Но вот закончилась, наконец, третья смена. Мы разъезжаемся по домам. Могучая сборная СССР не дошла даже до полуфинала, проиграв в четвертьфинале сборной хозяев чемпионата. «Спокойной ночи, родина!..»
Больше Тютерев в пионерский лагерь не приезжал.
Хотелось бы мне повстречаться с ним сейчас? А зачем? – и так всё ясно…
Кем он стал? – скорее всего, как и я, «итээром», если закончил вуз. Ну, может быть, рабочим, служащим каким-нибудь. Энтомологом, наконец, если вспомнить его всегдашний сачок. В общем, тем же, кем и все мы, – «простым советским человеком». Напомнил бы я о той обиде, извинился бы? – нет, конечно. Столько еще было в жизни обид посерьёзнее, – так стоит ли вспоминать о тех, детских? (Хотя я-то всегда иначе на обиды реагировал – пытался ответить тем же. А надо было, вероятно, как Тютерев…)
А вот Черныша я встретил, когда в начале восьмидесятых годов пошел трудиться в НИИ, где когда-то работала техником мама и от которого, как я уже говорил, была наша ведомственная «Дружба».
Он трубил слесарем в опытном производстве, пойдя по стопам родителя. От него я узнал, что и Гера Подтеребин, и Генка Иванов, и оба Маркела хорошо не кончили. «Как Ленин и большевики, – прокартавил Черныш, – всё по тюр-рь-мам да по тюр-рь-мам…»
…Но до сих пор вижу взгляд обритого наголо толстого мальчика в круглых очках – после того, как далёким июньским днем, захлёбываясь от дурацкого восторга, я прокричал ему: «Тетерев!..»
2014
КОЛЕЧКИ
Командировка в городок Ф. не сулила ничего веселого – лишь хлопоты да неудобства. Но послать было некого, – у всех, мать их за ногу, «семейные обстоятельства». Даже у безотказного Климова, любителя «оторваться» на выездах, каким-то образом народился младенец, а жена оказалась в больнице. Не говоря уже о «тётках» их отдела, сорока- и пятидесятилетних инженершах, в любой момент готовых взять больничный на пару недель. Давление у них у всех! Короче, как руководитель заказа, «рюкзак», на котором лежит обеспечение комплектующими, он вынужден был ехать сам.
Дело в этом городке было плёвое. Там находился небольшой завод по производству всяких пластмассовых штучек, и в число его продукции входили силиконовые колечки, по неожиданному совпадению идеально подошедшие как уплотнители для полистироловых поршней шприцов разрабатываемого ими медицинского ангиографа.

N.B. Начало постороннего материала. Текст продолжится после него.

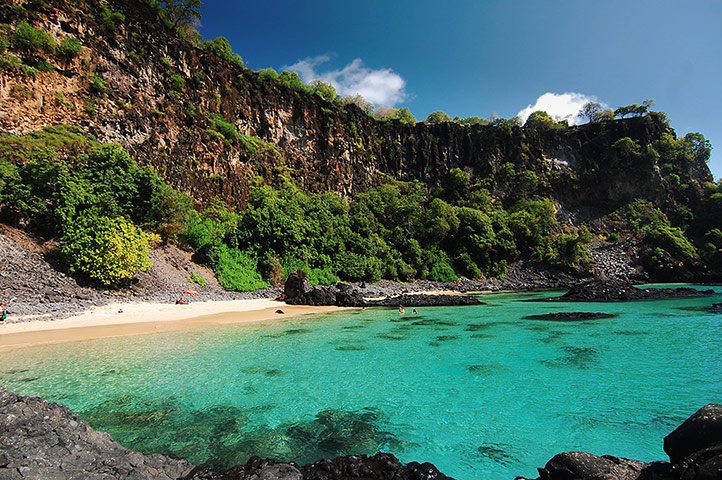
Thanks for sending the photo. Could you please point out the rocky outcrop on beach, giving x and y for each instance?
(620, 290)
(298, 291)
(46, 441)
(694, 450)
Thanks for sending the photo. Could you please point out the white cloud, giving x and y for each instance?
(380, 87)
(565, 106)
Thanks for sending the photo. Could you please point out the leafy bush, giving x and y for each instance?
(69, 48)
(197, 278)
(177, 82)
(228, 130)
(97, 84)
(106, 249)
(109, 21)
(33, 40)
(235, 269)
(442, 271)
(222, 48)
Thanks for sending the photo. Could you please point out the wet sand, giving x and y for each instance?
(143, 318)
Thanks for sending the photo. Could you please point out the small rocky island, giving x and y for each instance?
(43, 441)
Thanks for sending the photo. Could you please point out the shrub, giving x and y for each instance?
(227, 129)
(97, 84)
(106, 249)
(44, 66)
(268, 74)
(235, 269)
(441, 271)
(109, 20)
(177, 82)
(222, 48)
(197, 279)
(29, 39)
(69, 48)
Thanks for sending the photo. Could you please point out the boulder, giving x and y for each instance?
(43, 440)
(296, 284)
(700, 431)
(585, 466)
(704, 464)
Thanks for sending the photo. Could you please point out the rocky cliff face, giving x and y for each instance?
(163, 95)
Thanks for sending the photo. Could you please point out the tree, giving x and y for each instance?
(360, 102)
(540, 121)
(401, 114)
(105, 249)
(699, 145)
(324, 90)
(183, 12)
(634, 109)
(438, 117)
(222, 48)
(595, 112)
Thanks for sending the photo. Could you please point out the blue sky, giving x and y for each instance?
(478, 57)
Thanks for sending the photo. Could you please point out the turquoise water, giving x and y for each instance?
(480, 392)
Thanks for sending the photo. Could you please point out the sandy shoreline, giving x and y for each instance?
(123, 319)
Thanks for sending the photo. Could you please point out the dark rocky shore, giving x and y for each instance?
(615, 290)
(297, 291)
(47, 441)
(31, 273)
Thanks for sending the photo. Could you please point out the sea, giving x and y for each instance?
(482, 392)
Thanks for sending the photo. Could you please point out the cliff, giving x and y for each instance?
(162, 97)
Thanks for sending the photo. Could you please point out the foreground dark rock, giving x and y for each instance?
(700, 431)
(42, 440)
(297, 291)
(379, 466)
(694, 449)
(620, 290)
(570, 316)
(47, 441)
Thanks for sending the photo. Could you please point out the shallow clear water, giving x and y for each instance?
(480, 392)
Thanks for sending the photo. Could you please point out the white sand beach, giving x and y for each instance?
(123, 319)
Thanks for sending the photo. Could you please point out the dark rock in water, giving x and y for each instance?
(570, 316)
(296, 284)
(694, 449)
(580, 465)
(339, 294)
(420, 300)
(619, 290)
(44, 440)
(700, 431)
(704, 464)
(298, 292)
(379, 466)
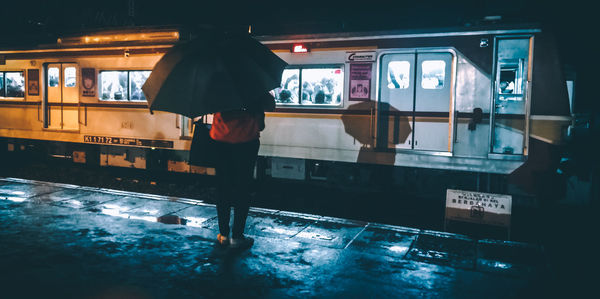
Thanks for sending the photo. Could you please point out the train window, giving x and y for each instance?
(289, 91)
(13, 84)
(53, 74)
(398, 74)
(433, 74)
(113, 85)
(136, 80)
(311, 86)
(122, 85)
(509, 86)
(70, 77)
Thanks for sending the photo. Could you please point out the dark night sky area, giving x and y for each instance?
(34, 22)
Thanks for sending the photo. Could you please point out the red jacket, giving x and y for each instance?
(237, 126)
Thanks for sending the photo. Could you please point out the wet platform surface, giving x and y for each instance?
(61, 240)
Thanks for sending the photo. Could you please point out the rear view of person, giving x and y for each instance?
(236, 134)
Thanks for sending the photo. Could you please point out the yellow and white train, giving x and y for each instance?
(476, 101)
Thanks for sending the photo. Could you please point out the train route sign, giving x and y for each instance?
(127, 141)
(478, 207)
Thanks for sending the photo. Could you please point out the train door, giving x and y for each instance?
(62, 97)
(415, 96)
(509, 125)
(396, 103)
(432, 102)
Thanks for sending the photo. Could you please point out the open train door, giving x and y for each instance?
(61, 99)
(415, 101)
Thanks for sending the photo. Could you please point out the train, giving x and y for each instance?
(480, 108)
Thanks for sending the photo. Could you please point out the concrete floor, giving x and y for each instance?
(80, 242)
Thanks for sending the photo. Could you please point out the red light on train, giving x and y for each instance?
(299, 48)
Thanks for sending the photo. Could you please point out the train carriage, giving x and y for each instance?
(460, 101)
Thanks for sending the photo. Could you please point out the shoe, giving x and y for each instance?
(222, 240)
(241, 243)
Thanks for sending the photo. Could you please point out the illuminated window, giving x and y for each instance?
(136, 80)
(311, 86)
(398, 74)
(433, 74)
(53, 74)
(122, 85)
(113, 85)
(12, 84)
(70, 77)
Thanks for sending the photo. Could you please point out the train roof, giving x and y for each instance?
(166, 36)
(405, 33)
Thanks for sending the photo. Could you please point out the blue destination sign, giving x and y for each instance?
(127, 141)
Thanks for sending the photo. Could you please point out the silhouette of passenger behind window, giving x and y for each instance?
(285, 96)
(477, 117)
(320, 97)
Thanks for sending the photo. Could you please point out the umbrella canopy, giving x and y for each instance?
(214, 72)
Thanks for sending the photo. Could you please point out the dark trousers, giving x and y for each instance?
(234, 171)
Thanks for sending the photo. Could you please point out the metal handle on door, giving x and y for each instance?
(371, 123)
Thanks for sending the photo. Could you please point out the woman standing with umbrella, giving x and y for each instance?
(218, 72)
(236, 134)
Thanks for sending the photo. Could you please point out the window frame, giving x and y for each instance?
(423, 75)
(5, 86)
(301, 67)
(128, 86)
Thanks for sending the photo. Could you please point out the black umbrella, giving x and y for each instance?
(214, 72)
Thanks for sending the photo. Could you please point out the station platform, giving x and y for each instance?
(70, 241)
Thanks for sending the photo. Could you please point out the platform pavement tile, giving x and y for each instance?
(195, 216)
(141, 208)
(275, 225)
(382, 241)
(60, 195)
(508, 257)
(330, 234)
(444, 250)
(119, 206)
(22, 190)
(87, 200)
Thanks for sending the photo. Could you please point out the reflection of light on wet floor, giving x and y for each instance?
(398, 249)
(145, 218)
(309, 235)
(194, 221)
(15, 199)
(501, 265)
(75, 203)
(281, 231)
(14, 196)
(119, 211)
(495, 264)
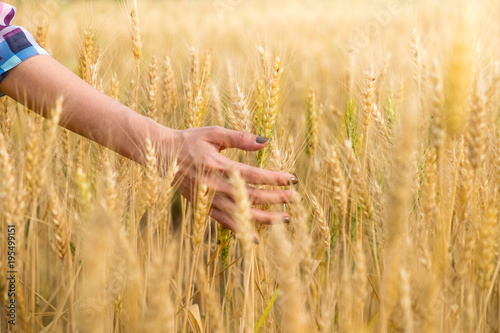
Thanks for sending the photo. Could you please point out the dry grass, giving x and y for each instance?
(390, 123)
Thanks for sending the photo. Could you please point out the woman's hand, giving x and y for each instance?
(198, 155)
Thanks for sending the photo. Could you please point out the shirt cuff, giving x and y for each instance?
(16, 46)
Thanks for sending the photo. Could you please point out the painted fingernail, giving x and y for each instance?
(261, 139)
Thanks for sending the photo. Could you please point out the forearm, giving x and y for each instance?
(39, 81)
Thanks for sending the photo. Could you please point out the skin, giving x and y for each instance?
(40, 80)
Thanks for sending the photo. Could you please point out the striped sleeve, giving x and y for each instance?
(16, 43)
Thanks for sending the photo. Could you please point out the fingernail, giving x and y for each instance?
(256, 240)
(261, 139)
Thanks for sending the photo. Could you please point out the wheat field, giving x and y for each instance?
(387, 112)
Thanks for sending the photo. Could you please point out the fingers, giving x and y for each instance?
(269, 197)
(223, 204)
(226, 138)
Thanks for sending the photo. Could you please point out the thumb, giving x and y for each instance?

Этот электронный прибор был предназначен для автоматического введения рентгеноконтрастного вещества пациенту при рентгеновском исследовании кровеносных сосудов. В мировой практике использовались ангиографы из США и ФРГ, которые и закупались для лучших клиник Москвы и Ленинграда за валюту. Но в связи с экономией последней отделу медицинской техники, в котором он трудился, была поставлена задача разработать отечественный аналог, не уступающий зарубежным.
Прибор был практически готов для опытной эксплуатации. И вот из-за мелочи, колечек, дело встало. Таким образом, надо ехать, договариваться о поставках, согласовывать техническую документацию, заключать договор.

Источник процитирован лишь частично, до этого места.